LASIK Problems Reduced With New Laser
July 24, 2003 — Patients who had faced the highest risk of LASIK-caused complications — or were turned down altogether for the popular vision-correction procedure because of their pupil size — can now have it done safely, thanks to a new type of laser.
A new study, published in the July issue of Ophthalmology, shows that the new LADARVision 4000 excimer laser can be used safely and effectively on people whose pupil size is larger than 6 millimeters, as measured in darkness with special ophthalmic instruments. In the past, these patients were either discouraged from having LASIK, or if they had it, faced a much higher rate of postoperative problems, such as glare, halos, and poor night vision.

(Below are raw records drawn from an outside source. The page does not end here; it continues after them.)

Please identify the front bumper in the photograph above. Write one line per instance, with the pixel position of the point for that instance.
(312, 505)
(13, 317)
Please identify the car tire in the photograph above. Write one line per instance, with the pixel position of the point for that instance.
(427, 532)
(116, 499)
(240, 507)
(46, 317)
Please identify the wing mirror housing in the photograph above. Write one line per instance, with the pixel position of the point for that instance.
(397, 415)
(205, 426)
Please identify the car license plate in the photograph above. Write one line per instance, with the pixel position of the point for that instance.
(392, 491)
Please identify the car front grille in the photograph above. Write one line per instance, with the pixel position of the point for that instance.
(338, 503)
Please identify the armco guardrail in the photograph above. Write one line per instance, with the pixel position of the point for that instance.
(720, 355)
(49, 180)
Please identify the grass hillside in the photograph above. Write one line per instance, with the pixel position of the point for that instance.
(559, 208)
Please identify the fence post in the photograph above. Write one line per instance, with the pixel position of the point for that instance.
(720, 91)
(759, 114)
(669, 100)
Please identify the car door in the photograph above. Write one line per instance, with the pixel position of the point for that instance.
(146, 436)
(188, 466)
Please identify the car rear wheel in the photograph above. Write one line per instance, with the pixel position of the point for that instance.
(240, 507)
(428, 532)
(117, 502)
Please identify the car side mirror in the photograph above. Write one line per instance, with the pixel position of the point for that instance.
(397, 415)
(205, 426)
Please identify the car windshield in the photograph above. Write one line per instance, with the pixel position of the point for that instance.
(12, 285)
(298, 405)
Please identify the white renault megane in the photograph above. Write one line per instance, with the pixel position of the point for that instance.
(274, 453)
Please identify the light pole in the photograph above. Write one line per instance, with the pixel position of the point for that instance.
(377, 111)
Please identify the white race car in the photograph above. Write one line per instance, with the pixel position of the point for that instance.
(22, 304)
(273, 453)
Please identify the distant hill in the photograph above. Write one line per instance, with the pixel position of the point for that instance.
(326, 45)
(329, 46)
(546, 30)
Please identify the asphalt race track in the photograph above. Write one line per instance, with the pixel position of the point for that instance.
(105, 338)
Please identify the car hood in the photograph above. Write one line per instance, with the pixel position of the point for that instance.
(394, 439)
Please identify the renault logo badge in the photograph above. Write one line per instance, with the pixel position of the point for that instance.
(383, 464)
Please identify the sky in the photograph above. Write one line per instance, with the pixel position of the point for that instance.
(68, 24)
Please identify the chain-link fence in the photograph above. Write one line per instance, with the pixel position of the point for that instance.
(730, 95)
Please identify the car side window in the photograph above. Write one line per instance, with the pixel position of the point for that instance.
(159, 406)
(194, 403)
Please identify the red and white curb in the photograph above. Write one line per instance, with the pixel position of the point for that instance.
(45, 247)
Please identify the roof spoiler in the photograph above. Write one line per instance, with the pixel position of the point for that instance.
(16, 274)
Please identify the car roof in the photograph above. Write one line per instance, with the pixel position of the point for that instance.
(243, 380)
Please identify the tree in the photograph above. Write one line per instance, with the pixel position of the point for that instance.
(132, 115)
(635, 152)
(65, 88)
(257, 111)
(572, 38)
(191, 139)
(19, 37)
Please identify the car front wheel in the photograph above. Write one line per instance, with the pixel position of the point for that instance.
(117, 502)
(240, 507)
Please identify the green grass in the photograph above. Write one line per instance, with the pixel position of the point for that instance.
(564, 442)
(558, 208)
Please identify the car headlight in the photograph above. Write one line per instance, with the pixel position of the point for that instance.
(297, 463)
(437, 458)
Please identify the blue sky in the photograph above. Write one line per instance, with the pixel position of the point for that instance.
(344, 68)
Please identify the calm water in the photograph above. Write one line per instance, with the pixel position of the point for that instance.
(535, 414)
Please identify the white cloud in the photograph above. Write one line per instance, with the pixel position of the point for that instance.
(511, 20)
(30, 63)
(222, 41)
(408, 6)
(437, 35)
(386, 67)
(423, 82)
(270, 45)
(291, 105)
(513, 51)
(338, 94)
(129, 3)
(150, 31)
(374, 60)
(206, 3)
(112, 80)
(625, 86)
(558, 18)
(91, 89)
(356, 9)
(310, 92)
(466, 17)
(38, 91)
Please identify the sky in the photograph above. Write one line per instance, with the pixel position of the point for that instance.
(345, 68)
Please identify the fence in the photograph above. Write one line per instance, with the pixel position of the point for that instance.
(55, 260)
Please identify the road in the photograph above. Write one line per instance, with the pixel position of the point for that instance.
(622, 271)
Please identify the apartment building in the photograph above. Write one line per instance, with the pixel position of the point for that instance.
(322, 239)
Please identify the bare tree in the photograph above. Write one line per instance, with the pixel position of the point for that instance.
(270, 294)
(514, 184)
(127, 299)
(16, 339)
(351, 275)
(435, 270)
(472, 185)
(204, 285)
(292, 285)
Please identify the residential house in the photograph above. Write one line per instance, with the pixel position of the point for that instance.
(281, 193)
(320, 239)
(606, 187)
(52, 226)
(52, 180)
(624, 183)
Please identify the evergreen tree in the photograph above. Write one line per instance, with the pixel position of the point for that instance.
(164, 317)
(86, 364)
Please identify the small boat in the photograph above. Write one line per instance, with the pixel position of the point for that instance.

In LASIK, or laser-assisted in situ keratomileusis, the cornea, or clear outer covering the eye, is permanently reshaped to clear blurred vision and eliminate the need for glasses or contact lenses in those who are nearsighted, farsighted, or have astigmatism. The 15-minute procedure is done in two steps: A knife called a microkeratome is first used to cut a thin, circular flap in the cornea, which is then folded back to give the surgeon access to the cornea. Then, an excimer laser removes tiny bits of the cornea to reshape it to allow for crisp vision, and the flap is then laid back into place.
Overall, about 5% of all patients who undergo LASIK have postsurgery problems, and it’s often those whose pupil diameter is large. Pupils are the seemingly black part of the eye located behind the cornea that expand in dim settings to allow more light to enter.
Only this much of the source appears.